Furthermore, some examples of misclassified junctions were analyzed to explore the possible reasons, as shown in Figure 9. It can be seen that if the morphology of a junction differs significantly from the typical junctions of its type, the model is likely to produce an incorrect classification despite the fact that the connections between their road segments are almost the same. This result indicates that the proposed models focus more on the overall morphology and structure of the junctions during classification. However, the connections between road segments are also important criteria for manual classification, although they are weakened in the process of image-based machine learning models. Under these circumstances, the topological relationship between road segments should be further considered, and a graph-based deep-learning model may be a potential solution for this purpose.

3.5. Discussion

To explore the effect of different numbers of base-classifiers on stacking ensemble learning, raster images for junctions with different sampling area coverages were generated to train the base- and meta-classifiers.

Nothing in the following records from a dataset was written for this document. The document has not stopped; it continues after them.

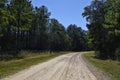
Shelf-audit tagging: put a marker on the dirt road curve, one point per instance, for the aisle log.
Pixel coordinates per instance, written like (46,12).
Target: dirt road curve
(66,67)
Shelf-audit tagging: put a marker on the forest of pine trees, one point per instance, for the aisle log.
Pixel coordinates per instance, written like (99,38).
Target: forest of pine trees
(25,27)
(104,27)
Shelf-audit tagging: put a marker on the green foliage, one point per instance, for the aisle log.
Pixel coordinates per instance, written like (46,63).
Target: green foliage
(104,27)
(110,67)
(29,59)
(24,27)
(77,38)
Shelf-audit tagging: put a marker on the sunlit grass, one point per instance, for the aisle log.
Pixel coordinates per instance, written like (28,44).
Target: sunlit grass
(30,58)
(110,67)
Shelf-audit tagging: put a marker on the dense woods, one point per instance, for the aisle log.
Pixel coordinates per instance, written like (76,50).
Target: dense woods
(104,27)
(25,27)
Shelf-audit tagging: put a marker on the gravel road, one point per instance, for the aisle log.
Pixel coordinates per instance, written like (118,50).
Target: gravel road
(66,67)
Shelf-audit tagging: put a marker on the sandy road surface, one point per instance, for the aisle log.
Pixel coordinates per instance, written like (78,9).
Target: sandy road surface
(66,67)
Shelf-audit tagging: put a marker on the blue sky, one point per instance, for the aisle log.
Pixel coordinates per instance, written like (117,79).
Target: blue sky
(66,11)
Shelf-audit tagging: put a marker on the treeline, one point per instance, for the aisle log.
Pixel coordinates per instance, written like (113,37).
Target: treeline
(104,27)
(24,27)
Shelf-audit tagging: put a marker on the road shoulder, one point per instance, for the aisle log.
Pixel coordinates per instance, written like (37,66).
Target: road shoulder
(97,72)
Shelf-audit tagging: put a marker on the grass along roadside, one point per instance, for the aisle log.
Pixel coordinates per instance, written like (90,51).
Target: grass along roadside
(12,66)
(110,67)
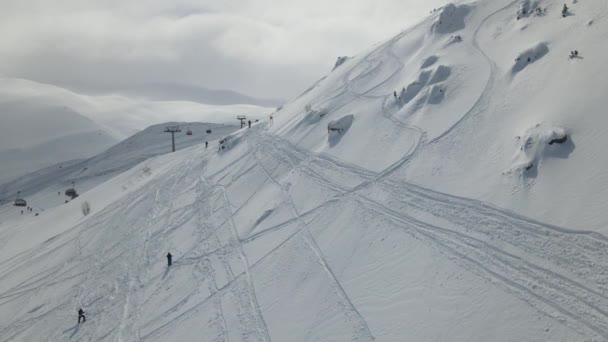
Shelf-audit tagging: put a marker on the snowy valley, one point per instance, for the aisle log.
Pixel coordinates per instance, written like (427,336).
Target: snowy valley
(448,184)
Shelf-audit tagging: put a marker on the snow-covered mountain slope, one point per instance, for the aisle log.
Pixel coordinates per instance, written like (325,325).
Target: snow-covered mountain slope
(356,215)
(40,188)
(121,115)
(34,135)
(18,162)
(470,118)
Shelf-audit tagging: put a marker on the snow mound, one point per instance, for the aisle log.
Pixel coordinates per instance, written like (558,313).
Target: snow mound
(437,95)
(413,89)
(529,56)
(232,140)
(340,61)
(337,128)
(429,61)
(527,8)
(451,19)
(441,74)
(536,144)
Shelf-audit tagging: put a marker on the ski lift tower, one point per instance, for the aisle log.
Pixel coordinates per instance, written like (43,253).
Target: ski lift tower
(172,130)
(242,118)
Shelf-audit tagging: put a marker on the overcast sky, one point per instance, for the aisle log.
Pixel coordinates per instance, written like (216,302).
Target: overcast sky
(262,48)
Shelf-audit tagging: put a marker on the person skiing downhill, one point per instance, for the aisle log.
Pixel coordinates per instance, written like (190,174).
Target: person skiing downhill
(81,316)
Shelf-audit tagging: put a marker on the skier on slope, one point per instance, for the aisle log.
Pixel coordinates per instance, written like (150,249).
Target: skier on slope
(81,316)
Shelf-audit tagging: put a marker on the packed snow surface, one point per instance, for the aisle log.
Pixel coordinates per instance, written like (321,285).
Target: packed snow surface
(422,191)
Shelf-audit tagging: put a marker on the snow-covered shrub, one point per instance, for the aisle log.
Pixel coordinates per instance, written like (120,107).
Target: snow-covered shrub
(337,128)
(451,19)
(529,56)
(537,143)
(340,61)
(85,207)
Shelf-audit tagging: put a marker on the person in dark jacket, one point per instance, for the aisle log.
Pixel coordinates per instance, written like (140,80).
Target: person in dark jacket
(81,316)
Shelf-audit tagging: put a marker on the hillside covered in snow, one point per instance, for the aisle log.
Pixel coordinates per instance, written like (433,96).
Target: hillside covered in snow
(448,184)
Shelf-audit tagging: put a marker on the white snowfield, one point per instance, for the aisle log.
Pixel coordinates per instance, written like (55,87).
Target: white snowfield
(468,207)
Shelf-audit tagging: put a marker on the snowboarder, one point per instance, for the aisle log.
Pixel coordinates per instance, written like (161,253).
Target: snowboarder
(81,316)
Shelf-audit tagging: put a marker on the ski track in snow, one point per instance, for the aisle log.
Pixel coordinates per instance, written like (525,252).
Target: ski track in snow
(560,272)
(541,264)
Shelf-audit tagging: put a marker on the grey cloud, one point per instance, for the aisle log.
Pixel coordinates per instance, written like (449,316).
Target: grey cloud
(264,48)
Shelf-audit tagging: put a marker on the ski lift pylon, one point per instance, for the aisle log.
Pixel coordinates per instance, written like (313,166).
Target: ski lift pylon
(20,202)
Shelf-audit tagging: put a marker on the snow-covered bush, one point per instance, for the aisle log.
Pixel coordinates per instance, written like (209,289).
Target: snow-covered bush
(85,207)
(340,61)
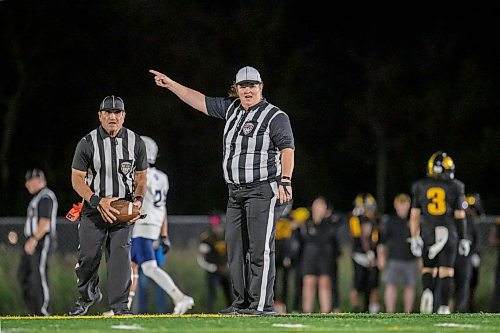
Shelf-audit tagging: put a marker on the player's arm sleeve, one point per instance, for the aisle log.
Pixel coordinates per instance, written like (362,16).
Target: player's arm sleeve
(415,191)
(83,155)
(217,106)
(140,153)
(461,203)
(281,132)
(45,207)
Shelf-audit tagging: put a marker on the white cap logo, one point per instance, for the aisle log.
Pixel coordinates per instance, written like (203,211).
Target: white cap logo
(248,75)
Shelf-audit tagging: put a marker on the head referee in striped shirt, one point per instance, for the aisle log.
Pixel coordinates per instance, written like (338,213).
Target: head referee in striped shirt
(109,163)
(258,160)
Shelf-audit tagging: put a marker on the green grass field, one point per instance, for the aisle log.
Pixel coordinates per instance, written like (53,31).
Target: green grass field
(344,322)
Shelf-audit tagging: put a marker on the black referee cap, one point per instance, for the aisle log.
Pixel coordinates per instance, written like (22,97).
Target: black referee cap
(33,173)
(112,103)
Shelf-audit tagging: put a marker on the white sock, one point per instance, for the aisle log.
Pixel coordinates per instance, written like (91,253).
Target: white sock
(158,275)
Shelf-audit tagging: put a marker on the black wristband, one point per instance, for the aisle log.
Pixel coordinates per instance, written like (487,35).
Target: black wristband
(94,201)
(285,183)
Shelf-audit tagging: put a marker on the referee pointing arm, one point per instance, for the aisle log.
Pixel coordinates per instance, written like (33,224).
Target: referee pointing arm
(258,161)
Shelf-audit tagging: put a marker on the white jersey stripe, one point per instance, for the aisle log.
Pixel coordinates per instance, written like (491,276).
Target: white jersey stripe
(109,174)
(267,249)
(119,156)
(97,163)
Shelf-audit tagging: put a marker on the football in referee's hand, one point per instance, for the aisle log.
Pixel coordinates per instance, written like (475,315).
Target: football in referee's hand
(128,210)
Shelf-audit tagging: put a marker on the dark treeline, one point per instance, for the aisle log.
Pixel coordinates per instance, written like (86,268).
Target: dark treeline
(371,94)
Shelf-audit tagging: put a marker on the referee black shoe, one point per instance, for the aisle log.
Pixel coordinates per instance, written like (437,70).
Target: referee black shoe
(232,310)
(82,307)
(124,312)
(255,312)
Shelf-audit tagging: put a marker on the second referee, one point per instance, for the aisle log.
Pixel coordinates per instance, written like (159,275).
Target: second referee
(258,161)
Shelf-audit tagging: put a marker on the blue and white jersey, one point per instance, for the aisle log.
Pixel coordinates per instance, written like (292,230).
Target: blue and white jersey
(154,205)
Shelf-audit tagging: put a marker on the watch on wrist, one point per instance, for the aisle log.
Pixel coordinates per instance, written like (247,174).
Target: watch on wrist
(94,201)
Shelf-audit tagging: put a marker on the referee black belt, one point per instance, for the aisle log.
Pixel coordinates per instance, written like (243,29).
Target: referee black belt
(236,187)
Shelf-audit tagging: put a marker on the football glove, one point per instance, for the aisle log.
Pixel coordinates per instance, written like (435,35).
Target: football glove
(165,244)
(464,247)
(475,260)
(416,246)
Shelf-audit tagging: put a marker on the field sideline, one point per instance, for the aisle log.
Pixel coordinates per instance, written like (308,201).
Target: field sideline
(200,323)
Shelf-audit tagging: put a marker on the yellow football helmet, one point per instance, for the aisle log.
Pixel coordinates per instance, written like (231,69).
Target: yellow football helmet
(441,165)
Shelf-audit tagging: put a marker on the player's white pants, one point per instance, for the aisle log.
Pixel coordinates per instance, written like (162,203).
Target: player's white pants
(150,269)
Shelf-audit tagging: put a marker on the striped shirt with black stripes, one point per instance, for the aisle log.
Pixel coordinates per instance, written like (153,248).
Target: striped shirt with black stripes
(252,139)
(110,162)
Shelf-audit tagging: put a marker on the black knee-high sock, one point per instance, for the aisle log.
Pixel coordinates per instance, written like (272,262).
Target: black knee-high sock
(427,281)
(445,289)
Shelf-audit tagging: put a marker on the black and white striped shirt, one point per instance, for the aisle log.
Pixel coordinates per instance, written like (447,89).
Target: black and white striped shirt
(43,204)
(253,139)
(110,162)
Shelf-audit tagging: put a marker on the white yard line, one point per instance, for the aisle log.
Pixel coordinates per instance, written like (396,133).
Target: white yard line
(290,325)
(127,327)
(457,325)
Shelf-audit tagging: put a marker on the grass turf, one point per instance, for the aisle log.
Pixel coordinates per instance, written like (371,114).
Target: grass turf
(343,322)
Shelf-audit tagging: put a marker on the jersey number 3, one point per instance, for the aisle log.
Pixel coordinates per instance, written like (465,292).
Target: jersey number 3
(437,204)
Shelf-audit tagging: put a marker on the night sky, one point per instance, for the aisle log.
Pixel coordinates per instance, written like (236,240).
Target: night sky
(371,92)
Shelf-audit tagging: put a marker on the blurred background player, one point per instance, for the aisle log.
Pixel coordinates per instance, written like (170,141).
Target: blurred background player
(363,225)
(475,211)
(335,219)
(317,239)
(395,257)
(153,227)
(495,241)
(40,233)
(467,267)
(298,217)
(438,227)
(212,257)
(144,287)
(283,258)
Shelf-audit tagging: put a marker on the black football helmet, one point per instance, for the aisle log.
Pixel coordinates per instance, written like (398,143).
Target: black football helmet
(441,166)
(364,202)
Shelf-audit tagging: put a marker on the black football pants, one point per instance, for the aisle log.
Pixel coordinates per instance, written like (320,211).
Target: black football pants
(252,212)
(95,235)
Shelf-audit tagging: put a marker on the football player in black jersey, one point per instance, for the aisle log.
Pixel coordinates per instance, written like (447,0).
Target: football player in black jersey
(363,227)
(438,227)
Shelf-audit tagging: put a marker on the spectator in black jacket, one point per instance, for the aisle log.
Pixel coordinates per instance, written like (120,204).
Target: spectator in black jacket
(395,257)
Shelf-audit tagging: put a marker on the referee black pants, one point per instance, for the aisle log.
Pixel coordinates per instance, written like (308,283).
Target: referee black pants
(32,274)
(95,235)
(252,212)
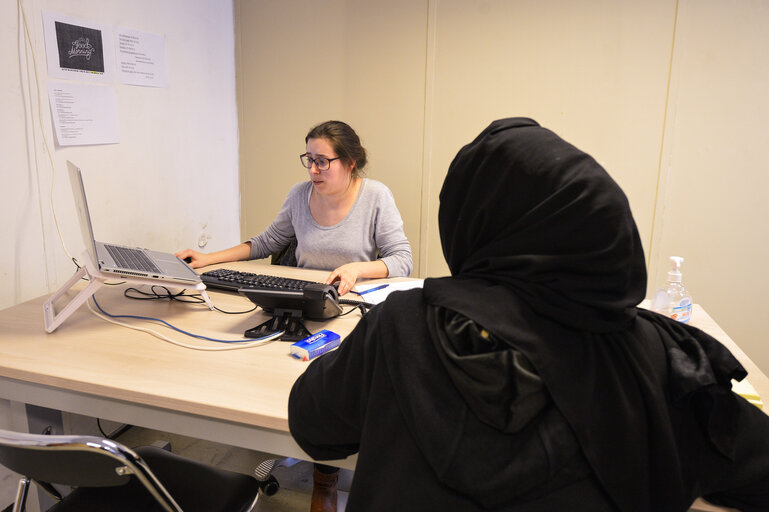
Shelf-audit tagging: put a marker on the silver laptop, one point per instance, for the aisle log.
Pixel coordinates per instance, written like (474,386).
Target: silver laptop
(119,259)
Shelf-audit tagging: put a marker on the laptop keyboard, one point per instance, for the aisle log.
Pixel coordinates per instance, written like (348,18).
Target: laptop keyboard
(233,280)
(131,258)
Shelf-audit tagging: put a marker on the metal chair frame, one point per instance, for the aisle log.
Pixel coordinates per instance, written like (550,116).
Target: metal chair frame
(44,459)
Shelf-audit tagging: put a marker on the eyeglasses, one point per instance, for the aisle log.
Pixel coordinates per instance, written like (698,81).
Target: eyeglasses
(322,163)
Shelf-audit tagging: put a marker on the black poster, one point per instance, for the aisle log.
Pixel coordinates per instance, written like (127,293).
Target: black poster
(80,48)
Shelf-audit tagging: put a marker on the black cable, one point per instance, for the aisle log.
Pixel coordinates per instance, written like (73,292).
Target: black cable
(182,296)
(112,435)
(363,306)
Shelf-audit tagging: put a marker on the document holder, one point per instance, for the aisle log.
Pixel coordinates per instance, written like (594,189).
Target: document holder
(96,279)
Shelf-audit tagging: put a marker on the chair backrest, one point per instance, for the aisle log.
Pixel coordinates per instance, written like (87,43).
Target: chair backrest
(79,461)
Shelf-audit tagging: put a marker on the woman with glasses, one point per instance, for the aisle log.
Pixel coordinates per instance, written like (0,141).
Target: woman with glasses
(528,380)
(339,220)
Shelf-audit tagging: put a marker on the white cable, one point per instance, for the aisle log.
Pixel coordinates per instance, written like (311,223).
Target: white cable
(42,129)
(231,346)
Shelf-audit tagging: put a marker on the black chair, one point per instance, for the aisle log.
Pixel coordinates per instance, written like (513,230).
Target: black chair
(109,476)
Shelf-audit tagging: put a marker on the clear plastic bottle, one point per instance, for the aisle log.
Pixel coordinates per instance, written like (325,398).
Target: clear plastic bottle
(673,300)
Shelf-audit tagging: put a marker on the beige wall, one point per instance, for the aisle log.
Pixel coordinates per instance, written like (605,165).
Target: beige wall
(668,95)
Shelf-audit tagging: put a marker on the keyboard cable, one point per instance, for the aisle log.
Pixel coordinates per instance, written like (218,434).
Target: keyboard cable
(230,344)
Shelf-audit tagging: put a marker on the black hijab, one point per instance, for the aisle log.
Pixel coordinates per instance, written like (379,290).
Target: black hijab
(544,253)
(524,208)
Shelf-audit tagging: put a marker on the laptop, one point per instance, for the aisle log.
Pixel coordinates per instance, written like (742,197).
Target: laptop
(126,261)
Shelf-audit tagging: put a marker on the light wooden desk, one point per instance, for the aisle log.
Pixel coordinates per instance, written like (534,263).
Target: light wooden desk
(91,367)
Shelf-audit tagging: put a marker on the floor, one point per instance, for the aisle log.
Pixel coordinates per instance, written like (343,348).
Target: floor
(295,481)
(295,478)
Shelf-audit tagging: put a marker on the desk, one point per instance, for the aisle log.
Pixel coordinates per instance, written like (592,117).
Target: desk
(90,367)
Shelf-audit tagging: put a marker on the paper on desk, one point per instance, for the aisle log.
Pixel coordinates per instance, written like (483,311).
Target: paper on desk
(378,296)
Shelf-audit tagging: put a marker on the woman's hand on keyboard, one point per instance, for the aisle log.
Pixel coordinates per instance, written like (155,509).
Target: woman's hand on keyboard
(347,275)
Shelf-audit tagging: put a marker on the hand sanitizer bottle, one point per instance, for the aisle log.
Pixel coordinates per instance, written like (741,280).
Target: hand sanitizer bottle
(673,301)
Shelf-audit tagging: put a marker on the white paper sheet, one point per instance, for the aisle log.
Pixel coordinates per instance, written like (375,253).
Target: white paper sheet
(375,293)
(84,114)
(78,50)
(141,58)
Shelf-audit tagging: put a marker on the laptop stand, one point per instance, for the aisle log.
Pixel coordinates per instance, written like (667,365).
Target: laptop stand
(96,278)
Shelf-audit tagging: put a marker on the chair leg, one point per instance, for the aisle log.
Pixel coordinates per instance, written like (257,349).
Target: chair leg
(324,491)
(21,495)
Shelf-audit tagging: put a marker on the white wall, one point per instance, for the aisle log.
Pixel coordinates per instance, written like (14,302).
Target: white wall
(668,95)
(181,141)
(713,206)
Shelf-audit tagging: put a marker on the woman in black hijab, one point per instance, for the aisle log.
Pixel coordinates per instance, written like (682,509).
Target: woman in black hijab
(530,380)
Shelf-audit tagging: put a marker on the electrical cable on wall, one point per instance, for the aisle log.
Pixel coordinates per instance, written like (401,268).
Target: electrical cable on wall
(47,147)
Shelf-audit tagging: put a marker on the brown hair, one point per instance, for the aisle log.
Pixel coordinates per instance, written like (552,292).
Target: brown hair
(345,142)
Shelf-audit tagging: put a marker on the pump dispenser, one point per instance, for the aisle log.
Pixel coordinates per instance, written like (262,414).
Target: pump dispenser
(673,300)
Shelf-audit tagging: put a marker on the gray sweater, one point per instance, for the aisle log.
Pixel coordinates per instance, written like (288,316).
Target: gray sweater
(372,225)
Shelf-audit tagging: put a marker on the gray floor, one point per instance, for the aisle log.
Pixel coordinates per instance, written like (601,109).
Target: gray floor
(295,481)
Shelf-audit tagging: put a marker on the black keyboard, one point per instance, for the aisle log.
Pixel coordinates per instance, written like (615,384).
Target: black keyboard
(133,259)
(233,280)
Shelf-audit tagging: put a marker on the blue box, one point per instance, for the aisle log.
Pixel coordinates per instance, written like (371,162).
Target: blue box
(315,345)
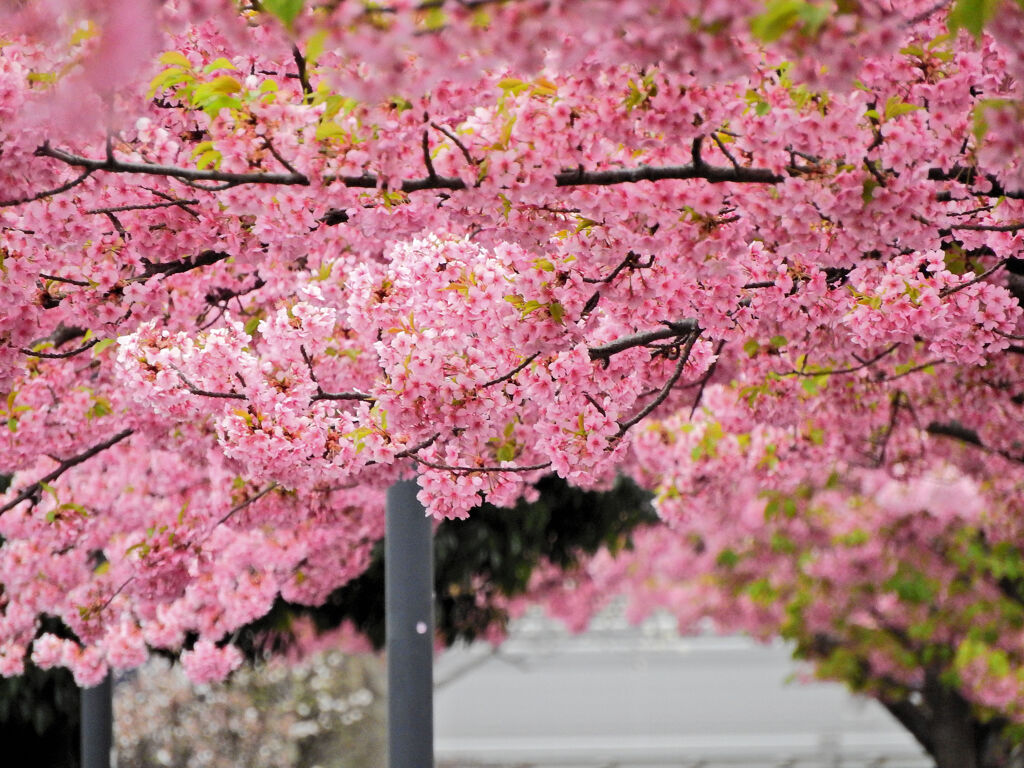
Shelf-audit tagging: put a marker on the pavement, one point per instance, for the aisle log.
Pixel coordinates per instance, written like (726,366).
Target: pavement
(644,697)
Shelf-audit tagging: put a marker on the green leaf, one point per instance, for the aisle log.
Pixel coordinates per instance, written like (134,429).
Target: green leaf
(286,10)
(209,158)
(251,325)
(778,17)
(219,64)
(506,452)
(175,58)
(727,558)
(971,15)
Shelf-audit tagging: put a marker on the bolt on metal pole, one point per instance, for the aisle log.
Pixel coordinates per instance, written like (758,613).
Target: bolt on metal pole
(97,724)
(410,627)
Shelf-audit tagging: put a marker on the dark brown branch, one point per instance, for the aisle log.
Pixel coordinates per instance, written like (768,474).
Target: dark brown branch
(449,468)
(300,65)
(427,160)
(714,174)
(363,396)
(989,227)
(968,176)
(852,369)
(182,204)
(239,507)
(632,261)
(702,384)
(953,289)
(193,389)
(144,206)
(30,492)
(60,355)
(418,446)
(48,193)
(321,394)
(672,330)
(577,177)
(69,281)
(624,426)
(511,373)
(279,157)
(206,258)
(912,718)
(955,430)
(457,141)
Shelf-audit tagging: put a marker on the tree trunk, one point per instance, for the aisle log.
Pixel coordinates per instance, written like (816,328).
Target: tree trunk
(953,730)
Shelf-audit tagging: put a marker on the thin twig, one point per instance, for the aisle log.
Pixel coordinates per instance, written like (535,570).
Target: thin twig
(29,492)
(852,369)
(457,141)
(48,193)
(60,355)
(953,289)
(418,446)
(144,206)
(69,281)
(511,373)
(450,468)
(427,160)
(624,426)
(239,507)
(300,64)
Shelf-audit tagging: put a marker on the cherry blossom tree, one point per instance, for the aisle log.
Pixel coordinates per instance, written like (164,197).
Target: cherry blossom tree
(260,260)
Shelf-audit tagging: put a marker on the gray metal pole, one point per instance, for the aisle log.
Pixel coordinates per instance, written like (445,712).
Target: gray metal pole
(410,624)
(97,725)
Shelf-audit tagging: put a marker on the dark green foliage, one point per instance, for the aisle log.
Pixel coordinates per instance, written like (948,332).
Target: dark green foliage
(39,717)
(479,560)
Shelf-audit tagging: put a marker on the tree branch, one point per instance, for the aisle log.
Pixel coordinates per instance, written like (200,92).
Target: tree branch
(30,492)
(672,330)
(47,193)
(624,426)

Specifically, we designed two area coverages of 500 × 500 m² and 1500 × 1500 m² to correspond to two base-classifiers; four area coverages of 500 × 500 m², 750 × 750 m², 1000 × 1000 m², and 1500 × 1500 m² corresponding to four base-classifiers; and five sampling area coverages of 500 × 500 m², 750 × 750 m², 1000 × 1000 m², 1250 × 1250 m², and 1500 × 1500 m² corresponding to five base-classifiers. The classification accuracies of the SE models with different numbers of base-classifiers are presented in Table 6.

It was observed that the classification accuracies of the AlexNet- and GoogLeNet-based SE models tended to increase initially and then decrease with an increase in the number of base-classifiers, reaching the highest when the number of base-classifiers was three. This result indicates that the number of base-classifiers affects the classification accuracy of the ensemble learning. An appropriate increase in the number of base-classifiers can effectively improve the accuracy of the ensemble learning; however, it is not necessarily better. One possible reason for this result is that an increase in the number of base-classifiers leads to a rapid increase in the feature dimension of the input to the meta-classifier, thus affecting the classification performance of the meta-classifier. In this study, considering model accuracy and experimental efficiency, three base-classifiers were used to construct the SE models.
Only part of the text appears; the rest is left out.